Struggling with audience targeting? Focus on Youth Millennials

Published on
by Brafton Editorial
Youth Millennials may not have any spending power, but they influence the purchase behaviors of their older siblings and parents.

Audience targeting has grown in importance as various demographics engage with digital content in different ways. When brands evaluate their ideal markets, they also look at the access points these people use to connect to the internet, and optimize their marketing collateral to reach prospects through direct channels. Millennials, consumers born between 1981 and 2000, expect on-demand entertainment and consistent brand engagement, so organizations targeting these individuals must be highly active online.

Brafton reported that comScore discovered that Millennials tend to be difficult consumers to engage online.
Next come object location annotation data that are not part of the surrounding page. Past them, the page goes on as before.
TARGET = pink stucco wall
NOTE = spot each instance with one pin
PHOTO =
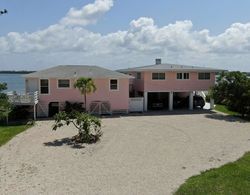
(138, 84)
(118, 99)
(172, 84)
Younger consumers are aware of brands’ attempts to deliver overtly promotional media to them via social media, blog content, pop-ups and email, and they react by disconnecting with brands altogether or forming negative opinions of their products or services.

Young Millennials (around 13 years of age) may not have a disposable income, but they have a lot of influence over the products their parents and older siblings choose to buy.

While it may be difficult to create resonating media for Millennials, brands that are successful in this venture thrive online. According to a new study from the Consumer Electronics Association, Young Millennials (around 13 years of age) may not have a disposable income, but they have a lot of influence over the products their parents and older siblings choose to buy. The report noted that Youth Millennials (those born between 1995 and 1999) have power over their friends’ and families’ electronics purchases. Approximately 60 percent of Youth Millennials say their parents buy products because the items were requested or touted as important, and 41 percent give advice to their friends and family members about what to buy. Only 33 percent of Adult Millennials – those born between 1981 and 1994 – give advice to their peers.

“When they don’t have the means to purchase [CE products] themselves, they’re requesting it from their family members,” Rhonda Daniel, manager of market research for the CEA, told Marketing Daily. “When they request a gift, sometimes they specify the brand and model they want.”

Companies struggling to reach the full range of their target market may want to focus on appealing to Youth Millennials. These younger consumers may not have the power to buy products, but their opinions matter, and they can encourage older shoppers to invest in certain brands. Create an attractive and fun brand for Youth Millennials, and reach older shoppers by virtue of word-of-mouth marketing.